Jazz Review: Branford Marsalis and Terence Blanchard at the Broad Stage
By Chris Barton
LA Times Blog
April 3, 2011
Split evenly between two groups, Saturday's show featuring Branford Marsalis and Terence Blanchard felt a little like watching a prize fight. No punches were thrown and there was nothing less than harmony between the players, but a double-bill featuring two of the biggest names in contemporary jazz is undoubtably a main event, and the stylistic contrast between the two heavyweights was striking.

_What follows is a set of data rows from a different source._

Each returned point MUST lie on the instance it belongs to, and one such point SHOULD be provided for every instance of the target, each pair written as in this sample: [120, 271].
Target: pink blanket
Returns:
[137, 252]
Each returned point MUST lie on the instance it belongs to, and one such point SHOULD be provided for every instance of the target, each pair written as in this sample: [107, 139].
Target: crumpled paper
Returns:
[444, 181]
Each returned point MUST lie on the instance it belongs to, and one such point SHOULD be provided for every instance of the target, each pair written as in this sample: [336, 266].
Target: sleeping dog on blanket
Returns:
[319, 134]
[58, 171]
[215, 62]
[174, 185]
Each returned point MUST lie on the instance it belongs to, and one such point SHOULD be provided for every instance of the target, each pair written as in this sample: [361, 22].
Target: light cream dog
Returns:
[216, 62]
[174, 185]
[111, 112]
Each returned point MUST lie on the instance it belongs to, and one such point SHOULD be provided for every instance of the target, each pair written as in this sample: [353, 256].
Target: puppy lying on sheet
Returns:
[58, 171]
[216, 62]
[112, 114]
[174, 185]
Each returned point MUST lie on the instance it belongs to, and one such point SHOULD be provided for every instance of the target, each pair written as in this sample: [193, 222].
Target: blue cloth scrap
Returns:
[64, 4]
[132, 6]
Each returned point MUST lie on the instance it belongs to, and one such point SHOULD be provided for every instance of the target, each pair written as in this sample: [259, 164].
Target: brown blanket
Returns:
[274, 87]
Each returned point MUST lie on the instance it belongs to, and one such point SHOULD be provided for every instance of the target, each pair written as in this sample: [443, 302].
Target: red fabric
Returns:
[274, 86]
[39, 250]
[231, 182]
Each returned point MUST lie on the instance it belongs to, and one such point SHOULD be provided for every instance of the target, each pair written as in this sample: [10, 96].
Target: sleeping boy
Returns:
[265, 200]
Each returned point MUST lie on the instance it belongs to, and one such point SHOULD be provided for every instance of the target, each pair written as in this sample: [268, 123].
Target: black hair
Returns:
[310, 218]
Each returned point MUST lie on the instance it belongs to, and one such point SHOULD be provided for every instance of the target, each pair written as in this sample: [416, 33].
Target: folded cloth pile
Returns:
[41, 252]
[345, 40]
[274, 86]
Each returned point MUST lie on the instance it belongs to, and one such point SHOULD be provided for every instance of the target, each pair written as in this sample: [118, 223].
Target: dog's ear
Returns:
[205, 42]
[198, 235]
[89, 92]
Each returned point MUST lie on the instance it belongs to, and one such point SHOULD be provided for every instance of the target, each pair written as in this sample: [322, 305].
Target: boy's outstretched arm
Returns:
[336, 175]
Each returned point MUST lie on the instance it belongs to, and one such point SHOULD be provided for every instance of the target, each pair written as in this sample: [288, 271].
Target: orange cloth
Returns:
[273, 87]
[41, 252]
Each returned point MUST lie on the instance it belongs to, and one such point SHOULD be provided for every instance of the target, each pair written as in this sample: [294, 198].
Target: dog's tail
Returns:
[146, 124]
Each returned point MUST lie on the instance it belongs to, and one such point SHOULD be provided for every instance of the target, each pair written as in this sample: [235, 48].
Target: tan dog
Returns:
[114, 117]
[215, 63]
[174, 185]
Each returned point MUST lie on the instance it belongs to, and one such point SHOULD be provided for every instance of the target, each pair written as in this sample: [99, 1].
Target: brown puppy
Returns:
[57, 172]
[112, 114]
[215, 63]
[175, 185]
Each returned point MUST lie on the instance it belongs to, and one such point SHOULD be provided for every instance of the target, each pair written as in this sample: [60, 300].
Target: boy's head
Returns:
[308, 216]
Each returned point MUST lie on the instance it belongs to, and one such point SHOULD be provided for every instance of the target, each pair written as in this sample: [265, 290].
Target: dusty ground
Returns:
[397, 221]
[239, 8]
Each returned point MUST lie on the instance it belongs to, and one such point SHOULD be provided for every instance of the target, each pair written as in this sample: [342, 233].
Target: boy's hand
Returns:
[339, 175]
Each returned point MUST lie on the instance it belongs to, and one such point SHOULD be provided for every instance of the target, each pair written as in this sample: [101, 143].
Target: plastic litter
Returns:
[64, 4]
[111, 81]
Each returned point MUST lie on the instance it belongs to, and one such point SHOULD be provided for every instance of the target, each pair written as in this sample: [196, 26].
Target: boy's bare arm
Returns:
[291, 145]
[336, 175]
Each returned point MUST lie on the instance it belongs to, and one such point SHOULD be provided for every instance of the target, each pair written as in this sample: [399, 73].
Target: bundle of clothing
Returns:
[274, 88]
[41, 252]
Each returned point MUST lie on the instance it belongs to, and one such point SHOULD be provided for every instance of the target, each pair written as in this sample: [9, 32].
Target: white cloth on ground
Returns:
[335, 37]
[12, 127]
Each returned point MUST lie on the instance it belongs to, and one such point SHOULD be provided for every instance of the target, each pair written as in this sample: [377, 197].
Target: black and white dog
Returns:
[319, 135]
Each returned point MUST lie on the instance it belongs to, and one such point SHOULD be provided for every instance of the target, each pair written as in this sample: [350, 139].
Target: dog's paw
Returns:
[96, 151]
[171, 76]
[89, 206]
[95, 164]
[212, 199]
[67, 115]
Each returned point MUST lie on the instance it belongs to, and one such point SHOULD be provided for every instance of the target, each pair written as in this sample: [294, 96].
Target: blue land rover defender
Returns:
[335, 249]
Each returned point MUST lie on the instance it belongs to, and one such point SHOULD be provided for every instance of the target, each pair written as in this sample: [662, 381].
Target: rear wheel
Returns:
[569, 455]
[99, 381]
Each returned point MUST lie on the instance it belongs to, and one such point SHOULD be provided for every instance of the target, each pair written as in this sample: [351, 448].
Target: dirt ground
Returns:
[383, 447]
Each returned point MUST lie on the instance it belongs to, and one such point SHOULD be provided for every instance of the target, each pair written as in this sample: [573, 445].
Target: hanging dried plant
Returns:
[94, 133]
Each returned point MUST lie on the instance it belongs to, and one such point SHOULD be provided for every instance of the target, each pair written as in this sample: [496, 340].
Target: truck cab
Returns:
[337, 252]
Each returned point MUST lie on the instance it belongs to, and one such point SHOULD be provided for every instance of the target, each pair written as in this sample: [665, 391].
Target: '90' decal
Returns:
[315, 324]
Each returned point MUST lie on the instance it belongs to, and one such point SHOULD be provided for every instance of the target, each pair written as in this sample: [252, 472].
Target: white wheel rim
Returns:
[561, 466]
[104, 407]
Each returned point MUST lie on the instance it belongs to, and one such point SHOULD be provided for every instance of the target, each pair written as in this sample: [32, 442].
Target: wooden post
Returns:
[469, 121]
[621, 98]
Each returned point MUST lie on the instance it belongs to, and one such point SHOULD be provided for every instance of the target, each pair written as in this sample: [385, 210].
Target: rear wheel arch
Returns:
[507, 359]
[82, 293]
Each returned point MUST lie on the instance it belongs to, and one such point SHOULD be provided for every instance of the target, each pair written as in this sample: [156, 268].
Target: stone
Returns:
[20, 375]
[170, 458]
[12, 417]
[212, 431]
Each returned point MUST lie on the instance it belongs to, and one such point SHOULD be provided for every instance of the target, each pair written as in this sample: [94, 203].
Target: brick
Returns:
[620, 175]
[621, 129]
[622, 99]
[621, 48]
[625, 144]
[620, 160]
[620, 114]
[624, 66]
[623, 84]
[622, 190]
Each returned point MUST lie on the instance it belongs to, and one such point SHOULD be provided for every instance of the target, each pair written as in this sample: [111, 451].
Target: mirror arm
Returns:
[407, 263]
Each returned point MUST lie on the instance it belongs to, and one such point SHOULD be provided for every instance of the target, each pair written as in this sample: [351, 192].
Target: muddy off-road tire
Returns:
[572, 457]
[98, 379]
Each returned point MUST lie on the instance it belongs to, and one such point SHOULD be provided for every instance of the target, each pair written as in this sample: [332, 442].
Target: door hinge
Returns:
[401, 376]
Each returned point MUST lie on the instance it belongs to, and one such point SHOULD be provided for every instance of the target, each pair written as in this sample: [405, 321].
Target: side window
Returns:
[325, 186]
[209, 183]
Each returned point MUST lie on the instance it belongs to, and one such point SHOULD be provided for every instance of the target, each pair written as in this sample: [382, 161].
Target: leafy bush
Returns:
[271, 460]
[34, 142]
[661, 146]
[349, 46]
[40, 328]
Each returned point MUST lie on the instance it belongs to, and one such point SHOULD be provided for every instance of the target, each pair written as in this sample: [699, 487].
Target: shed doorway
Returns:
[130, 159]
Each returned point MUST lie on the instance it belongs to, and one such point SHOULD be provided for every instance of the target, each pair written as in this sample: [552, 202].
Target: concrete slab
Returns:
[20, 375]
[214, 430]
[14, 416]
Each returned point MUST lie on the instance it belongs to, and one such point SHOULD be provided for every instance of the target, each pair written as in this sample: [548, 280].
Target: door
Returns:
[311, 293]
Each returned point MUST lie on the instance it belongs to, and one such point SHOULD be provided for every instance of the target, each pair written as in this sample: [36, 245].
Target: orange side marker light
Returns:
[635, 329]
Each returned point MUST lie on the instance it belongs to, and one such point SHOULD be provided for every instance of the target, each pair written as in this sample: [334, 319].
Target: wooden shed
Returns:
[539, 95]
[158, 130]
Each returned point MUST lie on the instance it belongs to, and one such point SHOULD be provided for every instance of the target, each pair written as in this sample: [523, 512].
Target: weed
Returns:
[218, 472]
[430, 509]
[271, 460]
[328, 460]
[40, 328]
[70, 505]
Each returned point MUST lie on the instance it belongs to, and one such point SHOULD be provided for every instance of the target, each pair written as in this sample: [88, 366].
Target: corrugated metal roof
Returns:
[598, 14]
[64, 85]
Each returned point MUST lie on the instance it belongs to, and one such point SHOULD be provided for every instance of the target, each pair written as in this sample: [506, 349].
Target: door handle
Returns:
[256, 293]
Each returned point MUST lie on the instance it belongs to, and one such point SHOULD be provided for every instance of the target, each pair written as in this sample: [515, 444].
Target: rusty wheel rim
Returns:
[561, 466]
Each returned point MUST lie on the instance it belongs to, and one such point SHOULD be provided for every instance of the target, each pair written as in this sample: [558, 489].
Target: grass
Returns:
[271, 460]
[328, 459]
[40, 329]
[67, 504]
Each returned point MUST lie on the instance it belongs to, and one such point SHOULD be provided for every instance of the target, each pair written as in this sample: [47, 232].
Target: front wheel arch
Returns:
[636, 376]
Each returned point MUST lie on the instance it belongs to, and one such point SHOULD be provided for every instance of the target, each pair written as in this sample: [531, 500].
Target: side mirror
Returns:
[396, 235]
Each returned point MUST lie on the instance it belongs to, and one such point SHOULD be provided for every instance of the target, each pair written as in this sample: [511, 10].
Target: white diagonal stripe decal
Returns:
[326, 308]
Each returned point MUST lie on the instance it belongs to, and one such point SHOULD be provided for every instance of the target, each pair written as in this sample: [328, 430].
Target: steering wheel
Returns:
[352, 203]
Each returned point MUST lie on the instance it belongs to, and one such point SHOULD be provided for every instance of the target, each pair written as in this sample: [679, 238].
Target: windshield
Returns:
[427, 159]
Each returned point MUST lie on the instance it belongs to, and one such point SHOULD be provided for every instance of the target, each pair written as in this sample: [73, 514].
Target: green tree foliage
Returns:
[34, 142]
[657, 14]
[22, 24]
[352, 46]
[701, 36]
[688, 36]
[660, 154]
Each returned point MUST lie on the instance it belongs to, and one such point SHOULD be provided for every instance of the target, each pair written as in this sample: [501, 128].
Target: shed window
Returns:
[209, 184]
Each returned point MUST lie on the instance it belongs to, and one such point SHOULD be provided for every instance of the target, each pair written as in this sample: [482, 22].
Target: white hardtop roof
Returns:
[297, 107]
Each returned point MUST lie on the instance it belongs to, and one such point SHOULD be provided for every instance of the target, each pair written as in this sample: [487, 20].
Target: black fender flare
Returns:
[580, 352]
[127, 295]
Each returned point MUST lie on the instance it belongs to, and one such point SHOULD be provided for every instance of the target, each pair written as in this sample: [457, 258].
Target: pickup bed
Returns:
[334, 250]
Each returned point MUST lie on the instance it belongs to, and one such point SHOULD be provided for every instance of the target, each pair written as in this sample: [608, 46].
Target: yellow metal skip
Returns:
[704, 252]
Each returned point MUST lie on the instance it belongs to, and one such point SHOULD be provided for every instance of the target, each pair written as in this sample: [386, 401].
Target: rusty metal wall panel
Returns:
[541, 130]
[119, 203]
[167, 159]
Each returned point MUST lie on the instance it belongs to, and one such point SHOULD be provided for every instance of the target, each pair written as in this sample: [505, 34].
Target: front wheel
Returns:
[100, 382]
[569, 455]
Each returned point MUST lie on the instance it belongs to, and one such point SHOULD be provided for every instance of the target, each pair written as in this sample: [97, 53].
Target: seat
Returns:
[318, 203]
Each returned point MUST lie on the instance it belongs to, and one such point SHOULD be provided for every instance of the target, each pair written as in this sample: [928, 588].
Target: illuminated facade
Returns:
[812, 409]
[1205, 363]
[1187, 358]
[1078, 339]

In the first of two performances at the Broad Stage in Santa Monica (the show traveled to Segerstrom Hall in Costa Mesa on Sunday), Marsalis and Blanchard didn't disappoint fans expecting a full plate of free-swinging jazz. With stints backing Sting, the Grateful Dead and even Jay Leno over his long career, Branford may be the most musically experimental of his brothers in the Marsalis jazz dynasty, and his long-running quartet opened the show with a burning intensity that gathered strength as the evening went on.
Entering the stage in sharp suits in line with the "young lions" movement from the '80s, the group started cooking so fast that the jackets were quickly set aside. After a hard-swinging opener, pianist Joey Calderazzo took the reins leading the group through a reverently bouyant take on the Monk classic "Teo," which bassist Eric Revis' colored with a wry nod to "Green Chimneys" in his solo turn.
Though Marsalis spent much of his set prowling the rear of the stage and giving his group room to run as a trio, he was front and center on "Hope," a slow-burning ballad that carried the spare melancholy of Beethoven's "Moonlight Sonata" before building to a noisy catharsis between Marsalis' soprano saxophone wails and a torrent of percussion from young drummer Justin Faulkner.
Replacing the quartet's longtime drummer Jeff "Tain" Watts in 2009 at just 18 years old, Faulkner was a monster behind the kit all night, and his wild solo closing out "In the Crease" earned howls from the crowd as he unleashed an avalanche of polyrhythms that somehow only built in intensity. When Blanchard joined the quartet on trumpet to close Marsalis' night with a twisty "Return of the Jitney Man" from 2009's "Metamorphosen," you had to wonder if the breakneck pace could continue for a second set.
Drawing primarily from his 2009 album "Choices," Blanchard instead turned the night further inward. Introducing the music midway through the set as partly inspired by social issues and the aftermath of Hurricane Katrina on his native New Orleans, Blanchard's half of the night was mostly dark and unsettled, such as with the contemplative "Winding Roads." A number of times Blanchard triggered spoken-word samples from scholar and civil rights activist Cornel West , which on record could work against the music's thoughtful spell, but here West's words felt more like an opening invocation.
While the set was marred somewhat by pianist Fabian Almazan being too low in the mix to fully absorb his knotty and off-kilter playing, it was marked by flashes of rich exploration. Young drummer Kendrick Scott kept the group on its toes with flickering beats that flirted with a drum-and-bass drive, and Blanchard's smoothly arcing trumpet gained a ghostly heft when he electronically doubled his melody lines over the spiraling swing of "Him or Me." Blanchard's set didn't pack the same sort of punch as Marsalis' more visceral turn, but his passion hit hard nonetheless.